African-American hypocrisy, silence hurting African gays and lesbians

Harry Jackson is probably the most prominent black pastor in religious right circles. He is a favorite due to not only his futile struggle to get a vote going against same-sex marriage in D.C. but also his insistence that the gay community is attempting to unfairly piggyback on the struggles of the African-American civil rights movement.

So imagine the irony of the fact that he chooses to support a "hard rock ministry" who have been very supportive of the persecution of African gays and lesbians

According to the Minnesota Independent:

The leaders of You Can Run But You Cannot Hide Intl., Inc., a hard rock ministry that holds Christian assemblies in public schools around the Midwest, said that locking up gays and lesbians in prison is the “right” and “moral” thing to do.

  . . . On the group’s radio show, broadcast live from the Heritage Foundation on May 22, co-leader Jake McMillian praised the actions of the African nation of Malawi which has recently arrested a gay couple for getting engaged. 

“They are very conservative,” he said. “They sentence people for crimes against nature.”

Frontman Bradlee Dean added, “They are very moral; they uphold the laws.”

McMillian continued, “We have got countries all over the world that are standing for what’s right and what’s wrong. In Rwanda, there’s legislation right now that repeat offenders of homosexuality will spend their life in prison.”

“Yes!” interjected Dean.

“Because they love and value life and they love and value that which God gave,” said McMillian. “And so they enforce laws against that which destroys life which again is crimes against nature”

People for the American Way recorded this program where supposedly Jackson not only came on to say that he has been reaching out to the group, but also compared them to the late Martin Luther King, Jr.

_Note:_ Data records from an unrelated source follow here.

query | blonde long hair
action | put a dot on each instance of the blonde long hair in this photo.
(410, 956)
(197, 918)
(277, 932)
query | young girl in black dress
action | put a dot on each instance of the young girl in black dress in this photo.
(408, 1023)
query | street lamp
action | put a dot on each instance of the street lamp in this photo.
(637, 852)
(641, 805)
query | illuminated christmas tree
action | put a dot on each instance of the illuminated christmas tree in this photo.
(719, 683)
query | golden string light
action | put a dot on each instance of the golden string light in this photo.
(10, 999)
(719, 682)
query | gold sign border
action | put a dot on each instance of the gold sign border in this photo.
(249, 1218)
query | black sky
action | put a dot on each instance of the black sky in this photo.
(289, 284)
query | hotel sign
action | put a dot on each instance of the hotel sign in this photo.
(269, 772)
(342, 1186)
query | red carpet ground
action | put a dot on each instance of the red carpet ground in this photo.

My guess is that Bernice King, the daughter of Martin Luther King Jr. and the head of the Southern Christian Leadership Conference - an organization which King once led - will most likely be silent about this bizarre usage of her father's name.

Just like she was silent when World Net Daily writer Molotov Mitchell invoked her father's name in support of that awful "Kill the Gays" bill in Uganda.

Bear in mind that King was very quick to declare that she was sure in her "sanctified soul" that her father "didn't take a bullet for same-sex marriage."

I wonder if she feels that King was assassinated to support genocide?

King's silence and Jackson's hypocrisy merely highlights the unfortunate fact that during the controversy regarding the Ugandan bill and the Malawi couple, the African-American community - particularly the leadership - have been shamefully silent.

Where are these same righteously indignant people who were so quick to voice their anger at "rich white gays" exploiting the struggles of black people for their own selfish purposes when people like Scott Lively were leading Africans to pass laws against their own people for simply being gay?

When I was a teenager, I heard so much about apartheid in South Africa and how black colleges should divest from the country. The movement was featured in countless African-American articles, television shows, and speeches by black leaders.

Certainly African gays and lesbians deserve the same amount of support. But they haven't gotten it yet from the African-American community and I don't think they will.

The silence of the Black American community during the persecution of their African brothers and sisters (and Jackson's embracing of those who would support this persecution) serves to remind me that no one person or group owns the patent to struggling for the right to live free and in dignity unencumbered by someone else's ignorance.

But it also reminds me that even though no one owns this right, there are so many people ready to squander it.